Способ выделения ихтиовирусов из клинического материала от рыб для диагностических и мониторинговых исследований

Изобретение относится к области вирусологии и может быть использовано для выделения вирусов-возбудителей весенней виремии карпа и герпесвирусной болезни сибирского осетра при проведении диагностических и мониторинговых исследований.

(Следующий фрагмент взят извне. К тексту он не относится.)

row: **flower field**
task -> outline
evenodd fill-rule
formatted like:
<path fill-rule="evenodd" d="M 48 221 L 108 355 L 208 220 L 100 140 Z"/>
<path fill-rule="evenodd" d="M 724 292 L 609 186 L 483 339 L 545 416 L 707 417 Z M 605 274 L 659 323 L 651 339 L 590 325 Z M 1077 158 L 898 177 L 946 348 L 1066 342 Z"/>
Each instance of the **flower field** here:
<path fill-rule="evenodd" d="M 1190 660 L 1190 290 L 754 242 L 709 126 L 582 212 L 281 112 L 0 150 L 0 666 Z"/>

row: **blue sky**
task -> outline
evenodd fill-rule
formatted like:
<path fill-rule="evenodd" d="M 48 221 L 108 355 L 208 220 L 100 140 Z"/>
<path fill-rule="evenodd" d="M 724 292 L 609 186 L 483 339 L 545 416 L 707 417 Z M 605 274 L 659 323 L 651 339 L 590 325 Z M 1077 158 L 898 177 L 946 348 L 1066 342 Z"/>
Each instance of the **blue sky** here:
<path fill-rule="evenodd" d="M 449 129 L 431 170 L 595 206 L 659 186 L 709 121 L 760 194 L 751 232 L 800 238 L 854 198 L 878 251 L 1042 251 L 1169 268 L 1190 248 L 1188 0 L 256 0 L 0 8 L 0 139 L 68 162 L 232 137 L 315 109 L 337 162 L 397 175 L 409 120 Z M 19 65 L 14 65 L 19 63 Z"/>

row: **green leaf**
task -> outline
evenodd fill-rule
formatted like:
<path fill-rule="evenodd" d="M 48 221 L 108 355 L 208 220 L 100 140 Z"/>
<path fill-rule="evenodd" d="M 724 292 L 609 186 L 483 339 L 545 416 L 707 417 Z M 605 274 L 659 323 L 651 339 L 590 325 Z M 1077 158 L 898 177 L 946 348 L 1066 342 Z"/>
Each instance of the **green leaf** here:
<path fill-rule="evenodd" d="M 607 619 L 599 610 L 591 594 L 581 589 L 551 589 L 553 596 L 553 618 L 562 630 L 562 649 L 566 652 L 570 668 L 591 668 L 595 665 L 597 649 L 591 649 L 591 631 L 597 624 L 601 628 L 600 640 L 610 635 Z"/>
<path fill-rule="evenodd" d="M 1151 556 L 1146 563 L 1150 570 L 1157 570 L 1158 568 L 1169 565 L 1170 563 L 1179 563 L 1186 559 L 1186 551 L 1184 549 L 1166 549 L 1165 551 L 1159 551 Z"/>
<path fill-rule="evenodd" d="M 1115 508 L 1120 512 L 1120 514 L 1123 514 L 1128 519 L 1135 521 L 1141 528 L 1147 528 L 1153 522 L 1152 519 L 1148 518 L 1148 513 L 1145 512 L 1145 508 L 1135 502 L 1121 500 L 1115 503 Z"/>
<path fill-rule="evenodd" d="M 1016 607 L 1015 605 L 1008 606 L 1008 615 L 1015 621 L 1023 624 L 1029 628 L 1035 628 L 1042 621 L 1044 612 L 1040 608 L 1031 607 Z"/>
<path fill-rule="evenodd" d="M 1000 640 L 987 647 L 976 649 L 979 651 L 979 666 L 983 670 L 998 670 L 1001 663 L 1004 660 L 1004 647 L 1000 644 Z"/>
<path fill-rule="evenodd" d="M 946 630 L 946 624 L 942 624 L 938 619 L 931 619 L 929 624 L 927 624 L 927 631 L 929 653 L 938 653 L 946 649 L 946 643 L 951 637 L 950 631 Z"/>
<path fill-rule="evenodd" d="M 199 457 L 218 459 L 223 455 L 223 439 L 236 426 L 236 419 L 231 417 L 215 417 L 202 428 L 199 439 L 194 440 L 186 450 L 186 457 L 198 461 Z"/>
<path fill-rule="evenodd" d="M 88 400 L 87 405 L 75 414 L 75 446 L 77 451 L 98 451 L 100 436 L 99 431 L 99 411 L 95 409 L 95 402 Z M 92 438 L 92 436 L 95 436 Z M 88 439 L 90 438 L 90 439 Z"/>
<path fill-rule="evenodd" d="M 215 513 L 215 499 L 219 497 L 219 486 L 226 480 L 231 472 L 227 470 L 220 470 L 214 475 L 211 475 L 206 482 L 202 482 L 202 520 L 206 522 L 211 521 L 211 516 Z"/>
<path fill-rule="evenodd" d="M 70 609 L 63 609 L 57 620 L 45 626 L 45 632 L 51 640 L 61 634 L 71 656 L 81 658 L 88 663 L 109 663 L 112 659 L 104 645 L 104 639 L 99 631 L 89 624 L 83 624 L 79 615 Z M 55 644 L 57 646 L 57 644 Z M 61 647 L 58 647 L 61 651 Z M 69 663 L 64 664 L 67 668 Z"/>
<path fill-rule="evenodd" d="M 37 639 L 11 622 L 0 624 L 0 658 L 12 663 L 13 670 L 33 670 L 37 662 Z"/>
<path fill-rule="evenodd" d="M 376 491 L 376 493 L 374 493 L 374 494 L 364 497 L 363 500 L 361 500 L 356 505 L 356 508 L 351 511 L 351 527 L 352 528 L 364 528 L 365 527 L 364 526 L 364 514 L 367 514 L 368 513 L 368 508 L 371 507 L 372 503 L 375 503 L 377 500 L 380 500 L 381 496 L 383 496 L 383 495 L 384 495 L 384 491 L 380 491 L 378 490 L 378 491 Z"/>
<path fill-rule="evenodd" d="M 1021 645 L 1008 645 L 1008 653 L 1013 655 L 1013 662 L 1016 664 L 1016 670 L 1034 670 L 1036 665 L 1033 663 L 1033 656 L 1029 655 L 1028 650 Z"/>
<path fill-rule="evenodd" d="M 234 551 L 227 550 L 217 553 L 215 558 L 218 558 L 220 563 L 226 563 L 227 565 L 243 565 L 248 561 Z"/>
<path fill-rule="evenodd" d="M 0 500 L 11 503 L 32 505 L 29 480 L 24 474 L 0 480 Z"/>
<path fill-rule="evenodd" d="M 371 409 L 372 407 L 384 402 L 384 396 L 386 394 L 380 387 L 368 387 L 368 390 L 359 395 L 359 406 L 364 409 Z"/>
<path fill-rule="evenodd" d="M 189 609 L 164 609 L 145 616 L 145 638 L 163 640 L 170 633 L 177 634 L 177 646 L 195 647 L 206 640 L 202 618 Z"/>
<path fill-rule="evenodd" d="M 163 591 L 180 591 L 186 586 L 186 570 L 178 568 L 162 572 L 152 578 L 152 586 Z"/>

Известен способ выделения вирусов из клинического материала от рыб [Wolf К. Guidelines for virological examination of fishes. In: A Symposium on Diseases of Fishes and Shellfishes. S.F.Snieszko (ed.). Spec. Publ. N 5, American Fisheries Society, Washington, D.C., 1970, p.327-340; «Методические указания по идентификации вирусов и лабораторной диагностике вирусных болезней рыб», утвержденные Департаментом ветеринарии Минсельхозпрода РФ 10.10.97 г., №13-4-2/1054. В кн.: Сб. инструкций по борьбе с болезнями рыб. - М.: Отдел маркетинга АМБ-агро. - 1998. - 4.1. - С.60-113.]. При его использовании исследуемый образец ткани обрабатывают без предварительной подготовки следующим образом: гомогенизация ткани, приготовление 10%-ной суспензии тканевого гомогената в питательной среде, центрифугирование, деконтаминация супернатанта, инокулирование чувствительной культуры клеток.

Известный способ быстр и чувствителен при работе с материалом, отобранным на стадии разгара эпизоотии, однако вероятность выделения им вируса мала при исследовании материала на поздних стадиях эпизоотии, материала от рыб-вирусоносителей в межэпизоотический период и при мониторинге популяций рыб на наличие вирусов-возбудителей заболеваний вследствие того, что уровень содержания в нем вирусов значительно ниже порога чувствительности метода, равного 10²-10³ ТЦД₅₀/г ткани.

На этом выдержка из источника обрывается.